ENGLISH READING CIRCLE ON POETRY AND PROSE POETRY – POEM OF THE MONTH ANALYSIS: “ONE TODAY” BY RICHARD BLANCO

The English Reading Circle on Poetry has returned for 2016-2017, and we’ve got a great selection of poems for the upcoming year!  We’re going to be reading poems by contemporary American poets associated with the Unamuno Author Series taking place here in Madrid.

With a nice sense of continuity, our first poem of the year, Richard Blanco’s “One Today,” picks up where our last poem left off.  Both Blanco and our June poet, Maya Angelou, were chosen to read a poem at a presidential inauguration—Blanco in 2013 at President Obama’s second inauguration, and Angelou in 1993 at the first inauguration of President Bill Clinton – and their poems speak to us about the ideals and myths that endure in the American consciousness in the late twentieth and early twenty-first centuries.  In Angelou’s “On the Pulse of Morning” the triumphant dawning of a new era is marked by the simple rising sun of a new day.  This rising sun, which closes Angelou’s poem, returns twenty years later in “One Today,” which opens with “one sun” that makes its way across a nation of individuals “yawning to life,” each and every one “as vital as the one light [they] move through,” so that the individual and collective experiences of being, and, more importantly, of being American, merge and blend and become one.

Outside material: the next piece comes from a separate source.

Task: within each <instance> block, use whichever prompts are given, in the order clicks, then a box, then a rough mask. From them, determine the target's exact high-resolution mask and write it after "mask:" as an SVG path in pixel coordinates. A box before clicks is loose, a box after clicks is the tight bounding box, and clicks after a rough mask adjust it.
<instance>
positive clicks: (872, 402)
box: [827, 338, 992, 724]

In Angelou’s poem, the different individual pasts that make up America’s present come together in a historical moment defined by its diversity; inclusivity is a cause for celebration.  In Blanco’s poem, by contrast, inclusivity has shifted slightly to become something seemingly more simple, but in reality more complex: unity.  Any sense of what makes one American different from another is passed over as “One Today” is most concerned to evoke a sense of belonging to an America that is instantly recognized by everyone.

“One Today” celebrates America by offering a panoramic view of the nation, as Blanco revisits the familiar landscapes of majestic mountains, fertile fields of grain, and winding rivers working their way towards the sea.  But he also zooms in to show us a nation of highways teeming with silver-sided trucks, rhythmic traffic lights directing us to school and work, and weary commuters pushing home after a day of work.  The cheery “pencil-yellow” of the school bus is offset by the screeching of subway cars and the din—can it really be called “gorgeous”?—of honking cabs.  The poem certainly attests to the vitality of America, and not just through the depiction of a country at its most visually stimulating.

The images in the poem move from the universal to the specific, so that from out of the millions of nameless, faceless Americans one figure in particular emerges: the immigrant.  This is where “One Today” does something very interesting: it shows us the exact point at which the story of the immigrant experience intersects with the myth of the American Dream.  Thus Blanco also revisits the familiar narrative of America as the land of opportunity.  In “One Today,” being American has to do with believing, with embodying, the American Dream.  Blanco’s tribute to his own immigrant parents—the grocery store cashier and sugarcane farmer whose hard work and sacrifice ensured that their children would have a better life—serves as a powerful reminder that the American Dream cannot exist without a steady flow of new immigrants to keep it alive.  It is in the evocation of his mother’s hard work and dedication in a low-wage menial job and his father’s sweat and sacrifice in the sugarcane field that the American Dream finds its most poignant—and most recognizable—expression in the poem.

This is a mythical America; in spite of the precise attention to detail which provides us with some beautiful and evocative images, there is a curiously intangible quality about the poem.  It is in this way that the poem moves from the collective and impersonal images of “the dust of farms and deserts” to the startling and singular appearance of a “song bird on [the] clothes line.”  Unity, although the guiding motif, is hard to pin down to any specific image in the poem.

What do you think?  In your opinion, what is America’s defining quality: diversity, inclusivity, or unity?  Is the American Dream as vital today as it was one hundred years ago?  What makes a nation of immigrants most cohesive: their individual differences or their shared similarities?  I look forward to hearing your thoughts on Monday.